Valencia, 15 marzo de 2014.
Torre de Santa Catalina: Miguel, ¿cuánto tiempo hace que nos conocemos?
Torre de El Miguelete: Poco más de trescientos años, Catalina.
Catalina: Aún me acuerdo de cuando nací, a principios del siglo XVIII. ¿Te acuerdas tú?
Miguel: Por supuesto que me acuerdo. Llevaba mucho tiempo solo, aquí, en medio de la ciudad, y entonces, poco a poco, fuiste apareciendo tú. No imaginas cuánto me alegré de tu llegada. "Por fin una torre como yo, cerca de mí", pensé.
Catalina: Cuánto ha cambiado Valencia, ¿eh?, a lo largo de todos estos siglos... Se ha convertido en una metrópoli muy grande, enorme, y bulliciosa, incluso los seres humanos han construido máquinas voladoras que surcan sus cielos. Es increíble, ¿verdad?, de lo que son capaces las personas...
Miguel: Yo llevo mucho más tiempo que tú en la urbe. Antes, incluso, de que los hombres de estos reinos llegaran a las Américas. Tú aún no habías nacido. Aquellos pasaban por ser tiempos mucho más tranquilos, Catalina. La gente vivía de otra manera, como con más sosiego. Valencia era pequeña. Una modesta ciudad de campesinos. Nada que ver con lo que es ahora...

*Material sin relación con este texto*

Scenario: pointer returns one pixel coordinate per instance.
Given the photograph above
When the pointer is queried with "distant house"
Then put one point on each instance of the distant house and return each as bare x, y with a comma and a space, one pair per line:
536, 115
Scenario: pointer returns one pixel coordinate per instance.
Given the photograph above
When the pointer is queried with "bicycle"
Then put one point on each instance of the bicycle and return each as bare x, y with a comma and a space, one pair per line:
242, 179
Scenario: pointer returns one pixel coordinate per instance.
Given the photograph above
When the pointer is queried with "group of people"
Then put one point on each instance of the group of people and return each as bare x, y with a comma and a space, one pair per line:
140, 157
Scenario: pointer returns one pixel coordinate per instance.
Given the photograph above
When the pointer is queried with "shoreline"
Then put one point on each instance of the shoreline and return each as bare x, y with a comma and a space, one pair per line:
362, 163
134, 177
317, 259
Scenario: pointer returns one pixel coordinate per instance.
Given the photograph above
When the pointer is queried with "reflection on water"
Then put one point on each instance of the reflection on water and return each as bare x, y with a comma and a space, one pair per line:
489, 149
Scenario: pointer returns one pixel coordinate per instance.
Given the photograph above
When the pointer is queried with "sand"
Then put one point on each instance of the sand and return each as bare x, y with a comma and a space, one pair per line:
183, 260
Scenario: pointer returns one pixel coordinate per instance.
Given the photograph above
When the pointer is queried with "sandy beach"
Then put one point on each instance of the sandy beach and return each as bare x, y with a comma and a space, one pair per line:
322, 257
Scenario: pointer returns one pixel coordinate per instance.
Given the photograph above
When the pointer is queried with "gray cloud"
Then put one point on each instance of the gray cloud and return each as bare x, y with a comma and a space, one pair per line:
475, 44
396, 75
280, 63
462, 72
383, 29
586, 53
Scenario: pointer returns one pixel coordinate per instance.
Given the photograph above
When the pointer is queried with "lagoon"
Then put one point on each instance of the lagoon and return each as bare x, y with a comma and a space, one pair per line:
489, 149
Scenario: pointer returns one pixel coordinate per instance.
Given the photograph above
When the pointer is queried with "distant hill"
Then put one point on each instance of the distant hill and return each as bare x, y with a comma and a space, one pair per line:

Catalina: Trescientos años... ¿Cuánto tiempo crees que puede llegar a vivir una torre, Miguel?
Miguel: Si un terremoto, un incendio o una guerra no la echan abajo, y si la restauran a lo largo del tiempo, pues... casi mil años; o puede que más.
Catalina: ¡Mil años! Cuántos acontecimientos podríamos ver en mil años, ¿eh, Miguel? ¿Te imaginas?
Miguel: Me encanta el entusiasmo con que vives las cosas, Catalina. Es una de las facetas que más me gusta de ti: tu frescura.
Catalina: ¿Sabes, Miguel?, también hay muchas facetas que me gustan de ti. Hace un lustro que quería decírtelo. Decirte lo mucho que me alegro, de corazón, de que estés ahí: tan cerca de mí. Que sepas que tu sola presencia, incluso cuando no repican tus campanas y estás en completo silencio, me reconforta hasta mis cimientos. Me hace muy feliz observarte por las mañanas, cuando despierto, y sigues justo ahí, al ladito de la calle Bordadores: imponente, recio, imperturbable... En esos instantes, el sol mañanero te da los buenos días con sus rayos de fuego, y por unos instantes tu espadaña resplandece como si fuera una corona de oro clavada en el cielo. De veras que luces muy hermoso. Además, me doy cuenta de lo mucho que te ama la gente, de tu buena fama, del interés que despiertas en los turistas, de las ganas que tienen de adentrarse en tu prisma octogonal, subir por el helicoide de tu escalera y llegar hasta lo más alto de ti, de escuchar el coro redoblado de tus regias campanas. Todo el mundo habla maravillas de las vistas que alcanzan a verse desde tu privilegiada atalaya. Me consta que no tienen parangón. Y es que tú, mi querido Miguel, tú... has vivido tanto... eres tan rico en experiencias... tus piedras destilan tanto sabor...
Miguel: Qué gusto escucharte diciendo todo eso, Catalina, porque yo también siento algo muy parecido por ti. Desde que eras sólo una torre adolescente, ya empecé a descubrir tu singular belleza y tu donaire. Es un placer contemplar sin prisa, deleitándome, tu talle esbelto y barroco, justo antes del ocaso, cuando el Sol de poniente tiñe tu alzado de un rojo bermejo, que parece que te ruborizas, y tus campanas repiquetean alborozadas en un dulce cascabeleo que resuena multiplicado en lo más hondo de mis entrañas. Con diferencia, me pareces la más hermosa de cuantas torres pueblan el horizonte urbano de Valencia.
Catalina: ¡Qué alegría me das, Miguel! [...] Oye, van a dar las ocho. ¿Qué te parece si repicamos juntos, al unísono, nuestras campanas?
Miguel: ¡Sí, hagámoslo! Que se oigan los tañidos hasta El Cabañal, hasta más allá de las Tres Cruces, hasta la vecina Alboraya. Hoy es un día de fiesta en la gran Valencia, y lo nuestro, Catalina, hay que celebrarlo.